誰も居ない処置場のベッドです。手すりにあるボタンを使って、最後のスイッチを押します。天井に書かれている優しげな壁画は、旅立ちをイメージしたものだといいます。
「最後の場所くらい、優しい気持ちで旅立てたら、そう思っています」
所長の○○さんは言います。設立して間もなくは、国内外の団体からの抗議が相次ぎました。福祉事業の財政的な行き詰まりから、○○国で導入された自殺既遂所。日本は導入△例目の国となります。自殺希望者は、指定の面接所にて現在の状況を確認します。このうち多くは精神病などの病気と見なされ、医師の診察を受けるよう促されます。
少なくとも△度の医師の診察を受けたのち、自殺既遂所での検査処置を行います。検査処置では、個人の生活状況や精神状態、出生記を記録し、自殺に至った原因を詳細に調査します。1週間程度の検査処置完了後、本人の意思を確認し、自殺処置を行います。

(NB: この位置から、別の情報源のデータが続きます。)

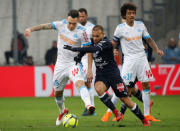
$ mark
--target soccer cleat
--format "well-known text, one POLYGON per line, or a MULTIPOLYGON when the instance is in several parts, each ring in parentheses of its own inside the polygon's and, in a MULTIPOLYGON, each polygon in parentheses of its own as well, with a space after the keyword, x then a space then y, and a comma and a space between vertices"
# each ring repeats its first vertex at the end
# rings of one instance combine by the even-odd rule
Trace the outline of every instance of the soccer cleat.
POLYGON ((95 107, 88 105, 87 110, 88 110, 89 115, 93 115, 93 113, 95 112, 95 107))
MULTIPOLYGON (((124 114, 121 115, 120 121, 122 121, 123 119, 124 119, 124 114)), ((117 120, 116 120, 116 117, 114 117, 114 118, 112 119, 112 121, 117 121, 117 120)))
POLYGON ((141 120, 144 126, 151 126, 150 122, 144 118, 144 120, 141 120))
POLYGON ((151 114, 151 108, 152 108, 153 104, 154 104, 154 102, 152 100, 150 100, 149 114, 151 114))
POLYGON ((121 119, 121 112, 119 112, 117 109, 115 109, 113 111, 113 113, 114 113, 114 115, 116 117, 116 121, 120 121, 120 119, 121 119))
POLYGON ((147 120, 149 121, 161 121, 161 120, 158 120, 156 118, 154 118, 153 116, 150 116, 150 115, 147 115, 147 116, 144 116, 147 120))
POLYGON ((96 116, 96 111, 94 111, 93 114, 89 114, 87 108, 85 108, 84 112, 82 113, 82 116, 96 116))
POLYGON ((109 118, 111 117, 111 112, 106 112, 104 116, 101 118, 102 122, 108 122, 109 118))
POLYGON ((88 110, 87 108, 85 108, 84 112, 82 113, 82 116, 88 116, 88 115, 89 115, 88 110))
POLYGON ((68 114, 68 109, 64 109, 64 112, 62 114, 59 114, 57 120, 56 120, 56 126, 59 126, 62 123, 62 120, 66 114, 68 114))

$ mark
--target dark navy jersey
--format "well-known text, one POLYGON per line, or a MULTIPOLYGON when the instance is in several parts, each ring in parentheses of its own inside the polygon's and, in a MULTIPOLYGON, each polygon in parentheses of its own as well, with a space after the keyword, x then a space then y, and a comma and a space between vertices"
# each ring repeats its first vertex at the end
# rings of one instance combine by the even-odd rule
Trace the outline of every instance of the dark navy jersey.
POLYGON ((112 74, 115 73, 120 76, 119 69, 114 60, 113 45, 104 37, 99 43, 95 44, 92 40, 90 47, 73 47, 74 51, 79 51, 80 53, 93 53, 93 60, 96 65, 96 74, 112 74))
MULTIPOLYGON (((153 61, 153 59, 152 59, 152 52, 153 52, 153 50, 152 50, 152 48, 149 46, 149 44, 146 42, 146 40, 145 39, 142 39, 142 41, 143 41, 143 44, 144 45, 147 45, 147 49, 144 49, 144 51, 145 51, 145 53, 146 53, 146 56, 147 56, 147 59, 148 59, 148 62, 152 62, 153 61)), ((116 46, 116 49, 118 50, 120 48, 120 42, 117 44, 117 46, 116 46)), ((122 63, 124 63, 124 54, 122 53, 122 63)))

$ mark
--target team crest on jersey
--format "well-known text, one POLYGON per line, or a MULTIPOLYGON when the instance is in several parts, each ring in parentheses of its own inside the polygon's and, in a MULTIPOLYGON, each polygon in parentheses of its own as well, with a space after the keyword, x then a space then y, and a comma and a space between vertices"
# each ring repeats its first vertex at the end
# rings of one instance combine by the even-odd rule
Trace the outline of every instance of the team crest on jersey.
POLYGON ((77 37, 77 34, 74 34, 74 38, 78 38, 78 37, 77 37))
POLYGON ((55 81, 54 81, 54 86, 59 86, 59 85, 60 85, 59 81, 58 81, 58 80, 55 80, 55 81))
POLYGON ((138 29, 137 32, 142 32, 142 30, 141 30, 141 29, 138 29))
POLYGON ((78 72, 79 72, 79 68, 74 69, 74 71, 72 71, 72 75, 73 75, 73 76, 75 76, 75 75, 77 75, 77 74, 78 74, 78 72))

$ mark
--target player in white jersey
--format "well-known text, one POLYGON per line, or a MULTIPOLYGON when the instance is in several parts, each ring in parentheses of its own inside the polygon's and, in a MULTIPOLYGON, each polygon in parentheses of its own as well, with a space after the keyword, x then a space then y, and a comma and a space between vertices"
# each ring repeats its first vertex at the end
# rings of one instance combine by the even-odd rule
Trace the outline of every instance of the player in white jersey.
MULTIPOLYGON (((149 35, 145 25, 141 21, 135 21, 136 6, 132 3, 125 3, 121 7, 121 16, 126 17, 126 22, 118 25, 114 32, 113 45, 120 42, 122 52, 124 54, 124 64, 122 67, 122 78, 127 87, 135 81, 137 76, 138 80, 142 83, 143 93, 142 99, 144 103, 144 115, 148 120, 154 119, 149 114, 150 106, 150 86, 149 81, 152 78, 148 60, 144 51, 142 38, 146 39, 149 45, 158 53, 163 56, 163 51, 159 50, 156 43, 149 35)), ((128 88, 128 93, 131 94, 131 88, 128 88)))
MULTIPOLYGON (((84 27, 86 28, 86 32, 87 32, 87 36, 89 39, 92 38, 92 29, 94 27, 94 24, 92 24, 91 22, 87 21, 88 19, 88 12, 85 8, 80 8, 78 10, 79 12, 79 23, 84 27)), ((87 74, 87 71, 88 71, 88 54, 85 54, 85 56, 82 57, 82 60, 81 60, 82 64, 83 64, 83 70, 84 70, 84 74, 86 75, 87 74)), ((95 74, 95 65, 93 64, 93 74, 95 74)), ((85 79, 86 79, 86 76, 85 76, 85 79)), ((92 82, 94 83, 94 82, 92 82)), ((88 91, 89 91, 89 94, 90 94, 90 98, 91 98, 91 104, 93 106, 94 105, 94 92, 93 92, 93 87, 94 85, 91 84, 90 82, 87 82, 87 79, 86 79, 86 85, 87 85, 87 88, 88 88, 88 91)), ((88 116, 89 113, 88 113, 88 110, 87 108, 85 108, 84 112, 82 113, 83 116, 88 116)), ((94 112, 94 114, 92 115, 96 115, 96 112, 94 112)))
POLYGON ((63 91, 68 80, 71 79, 80 92, 86 108, 93 114, 95 107, 91 105, 90 95, 84 83, 84 74, 81 64, 75 64, 74 57, 77 53, 63 49, 64 45, 81 47, 81 45, 91 44, 87 37, 85 28, 78 24, 79 14, 77 10, 71 10, 66 20, 55 21, 48 24, 29 27, 25 30, 25 36, 30 36, 31 32, 38 30, 55 29, 58 31, 58 56, 54 68, 53 85, 55 89, 55 100, 59 108, 59 116, 56 125, 60 125, 63 117, 68 113, 64 105, 63 91))

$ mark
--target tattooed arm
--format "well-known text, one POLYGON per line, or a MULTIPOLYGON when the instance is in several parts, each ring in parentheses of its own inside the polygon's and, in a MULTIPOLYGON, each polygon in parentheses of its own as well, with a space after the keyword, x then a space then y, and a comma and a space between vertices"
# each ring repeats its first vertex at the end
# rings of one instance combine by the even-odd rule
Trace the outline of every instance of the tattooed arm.
POLYGON ((49 29, 54 29, 53 26, 51 25, 51 23, 48 23, 48 24, 40 24, 40 25, 37 25, 37 26, 32 26, 32 27, 29 27, 25 30, 24 32, 24 35, 26 37, 30 36, 31 35, 31 32, 33 31, 39 31, 39 30, 49 30, 49 29))

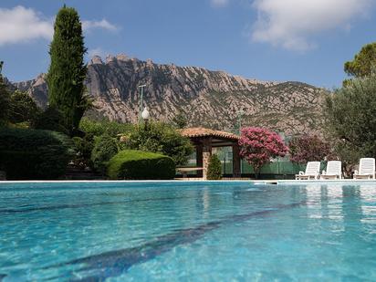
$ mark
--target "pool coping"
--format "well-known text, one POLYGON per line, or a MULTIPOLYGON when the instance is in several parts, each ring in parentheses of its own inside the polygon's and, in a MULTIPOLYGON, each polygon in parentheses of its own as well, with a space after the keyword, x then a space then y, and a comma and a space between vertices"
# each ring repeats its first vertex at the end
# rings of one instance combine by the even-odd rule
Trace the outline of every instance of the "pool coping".
POLYGON ((306 183, 376 183, 375 179, 337 179, 337 180, 5 180, 0 181, 1 184, 12 183, 249 183, 260 184, 306 184, 306 183))

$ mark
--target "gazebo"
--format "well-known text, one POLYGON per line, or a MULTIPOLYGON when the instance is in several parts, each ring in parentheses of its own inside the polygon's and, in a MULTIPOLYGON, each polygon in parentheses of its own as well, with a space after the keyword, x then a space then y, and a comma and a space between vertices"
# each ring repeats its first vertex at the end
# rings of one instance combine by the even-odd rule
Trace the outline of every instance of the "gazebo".
POLYGON ((220 131, 214 131, 202 127, 181 130, 183 136, 188 137, 196 149, 196 166, 202 167, 197 176, 206 179, 209 158, 212 155, 212 148, 233 148, 233 177, 240 177, 240 148, 239 136, 220 131))

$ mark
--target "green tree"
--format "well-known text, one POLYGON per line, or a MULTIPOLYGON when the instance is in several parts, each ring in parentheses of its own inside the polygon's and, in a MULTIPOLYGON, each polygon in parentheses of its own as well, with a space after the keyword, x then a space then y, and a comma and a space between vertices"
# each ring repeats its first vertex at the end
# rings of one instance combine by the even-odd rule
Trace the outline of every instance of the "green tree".
POLYGON ((173 119, 172 122, 177 126, 178 129, 183 129, 188 124, 188 120, 185 115, 179 112, 173 119))
POLYGON ((106 173, 110 159, 119 151, 119 142, 108 134, 95 138, 95 145, 91 151, 91 162, 94 169, 102 174, 106 173))
POLYGON ((64 5, 57 15, 54 30, 49 50, 51 63, 47 76, 48 101, 61 112, 62 123, 73 135, 90 104, 85 94, 84 55, 87 49, 78 12, 64 5))
POLYGON ((34 121, 33 127, 37 130, 57 131, 68 134, 67 128, 62 123, 63 116, 55 107, 48 107, 42 111, 34 121))
MULTIPOLYGON (((370 76, 376 67, 376 42, 365 45, 352 61, 345 63, 345 72, 353 78, 370 76)), ((344 81, 344 85, 348 80, 344 81)))
POLYGON ((1 74, 2 69, 3 62, 0 61, 0 126, 7 122, 10 102, 10 94, 1 74))
POLYGON ((39 110, 33 99, 26 92, 16 90, 10 96, 9 121, 33 122, 39 113, 39 110))
MULTIPOLYGON (((328 96, 329 130, 354 155, 376 157, 376 75, 354 78, 328 96)), ((347 153, 349 154, 349 152, 347 153)))
POLYGON ((221 161, 216 154, 213 154, 209 158, 209 165, 207 167, 208 180, 220 180, 222 178, 221 161))
POLYGON ((128 135, 129 149, 159 152, 172 158, 176 165, 183 165, 193 151, 188 138, 182 136, 173 127, 162 122, 137 125, 128 135))

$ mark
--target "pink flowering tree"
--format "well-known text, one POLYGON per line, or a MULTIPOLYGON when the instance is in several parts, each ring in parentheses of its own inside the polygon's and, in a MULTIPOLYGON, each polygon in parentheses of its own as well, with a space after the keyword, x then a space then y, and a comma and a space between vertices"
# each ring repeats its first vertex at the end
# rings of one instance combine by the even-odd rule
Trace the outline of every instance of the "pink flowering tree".
POLYGON ((253 166, 256 177, 264 164, 272 158, 285 156, 288 151, 277 133, 256 127, 242 129, 239 145, 240 156, 253 166))
POLYGON ((330 155, 330 146, 317 135, 294 137, 288 143, 290 160, 297 163, 321 161, 330 155))

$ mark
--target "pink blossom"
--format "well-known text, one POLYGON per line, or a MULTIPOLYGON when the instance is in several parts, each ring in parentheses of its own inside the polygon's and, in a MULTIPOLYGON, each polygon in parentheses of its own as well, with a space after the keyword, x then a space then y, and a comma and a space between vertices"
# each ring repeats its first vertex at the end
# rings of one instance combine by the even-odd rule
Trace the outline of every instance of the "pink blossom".
POLYGON ((256 173, 270 159, 283 157, 288 151, 277 133, 256 127, 241 130, 239 145, 240 156, 252 164, 256 173))

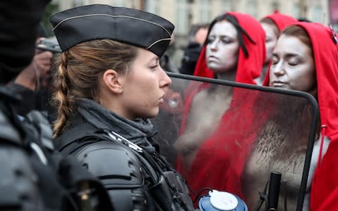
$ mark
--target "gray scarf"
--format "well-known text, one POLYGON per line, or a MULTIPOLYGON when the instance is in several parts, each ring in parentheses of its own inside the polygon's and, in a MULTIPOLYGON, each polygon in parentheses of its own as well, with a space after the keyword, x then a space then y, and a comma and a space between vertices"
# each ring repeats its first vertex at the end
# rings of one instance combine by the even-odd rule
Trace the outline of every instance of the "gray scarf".
POLYGON ((98 129, 108 129, 149 151, 154 151, 148 139, 150 139, 157 131, 149 119, 138 118, 132 121, 118 116, 89 99, 80 99, 77 105, 80 114, 98 129))

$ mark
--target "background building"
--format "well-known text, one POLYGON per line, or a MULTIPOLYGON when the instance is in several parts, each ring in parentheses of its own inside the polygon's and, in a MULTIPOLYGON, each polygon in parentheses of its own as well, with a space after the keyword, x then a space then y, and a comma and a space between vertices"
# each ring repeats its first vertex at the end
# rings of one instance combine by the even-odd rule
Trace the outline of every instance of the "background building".
POLYGON ((296 18, 338 25, 338 0, 54 0, 58 10, 92 4, 126 6, 158 14, 175 25, 175 63, 187 44, 192 24, 209 23, 228 11, 246 13, 257 19, 278 11, 296 18), (329 7, 330 6, 330 7, 329 7), (330 10, 329 10, 330 8, 330 10))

「やっぱり最後は…怖いのかなって思います。痛みはないと聞きますが。」
彼は、○○さん(仮名)享年44歳。先月、既遂されました。彼の自殺の原因は、事業の失敗による、借金。カウンセラーのアドバイスもありましたが、自殺の意思は固く、それに押される形での処置となりました。
国が過去2年間の自殺処置の統計を出しています。約40%が病気(精神病をのぞく)、20%が借金、15%が周囲の人間関係の悩み、となっています。自殺希望者の面接所、ならびに自殺既遂所においては、精神病の疑いのみが自殺の原因である場合で、かつ医師の診断を受けていない場合のみ自殺を拒否しています。
なぜ自殺を拒否しないのでしょうか。これは、国民の自殺に対する考え方の変化にあります。1990年代から、自殺に関するテクニックの本が出版されるなど、「いかに安らかに死ぬか」という積極的な死への態度が現れてきているのです。さらに、2010年頃より表面化した、「無縁社会」というキーワードにより、死は家族が処置するもの、という考えから、本人が自分で処置するもの、という考えに変わっていったのです。
市民の自殺をなくす会の会長である、○○氏は次のように言います。
「国民の大半が自分で自分の死を選ぶ権利があり、またそのように行動すべきだ、という考えが多数を占めているのが現実です。でもそれはとても危険な考え方だと気付かなくてはいけません。自分自身を大切にできない社会は、弱者に対して優しくできない社会で、弱い者は死ねというメッセージを送っているこの空気は、変えなければいけない」
70才以上の高齢者へのアンケートを行った結果、ほぼすべての回答が「老人に優しくない社会になった」というものでした。国民の福祉に対する厳しい目線が、老人を死へと追いやるような社会になったといいます。この自殺既遂所も、何も身体に問題のない高齢者の多くが利用しています。
ここに、「旅立ちのノート」と呼ばれる、本があります。これは、既遂者たちがその処置の前に書く本です。多くの既遂者は、最後に精神安定剤抗不安剤を飲みます。そのため、筆跡が一部不安定となっています。
「私は、生まれてきて、そして今死ぬのだと思うと、悲しいような、ほっとしたような、良くわからない気持ちになる。死は一人で受け入れるものだと思うが、もし私に家族というものがあれば、違っていたのだろうか」
これが、自殺のための点滴装置です。まず特別な睡眠剤、次に自殺用の薬剤が注入されます。その始動には、ボタンを長く押し続ける必要があります。
処置前の部屋では、一度に処置される数人が、手を繋いで無言で最後の時を待ちます。ほとんど全ての人が、最後には手を結びながらボタンを押すといいます。
自殺既遂者である○○さんも、最後は、仲間と職員の方と手を繋ぎ、ボタンを押しました。長く、強く、笑顔のまま、眠り、涙を流しながら。
10分後。
「確認しました」
今静かに笑っていた人たちが、皆、亡くなってしまいました。職員たちは、短い黙祷を捧げます。まだ温かみの残るその身体は、安置室にて半日間安置され、その後、火葬されます。多くの人は、遺骨の引き取り先もなく、共同墓地に入れられます。
8月。集団供養が行われました。職員、そして、何人かの身寄りの方々が集まり、祈りを捧げます。
これが、私たちの選んだ、無縁社会の結末なのです。私たちは、死を自ら選び、そして祈るのです。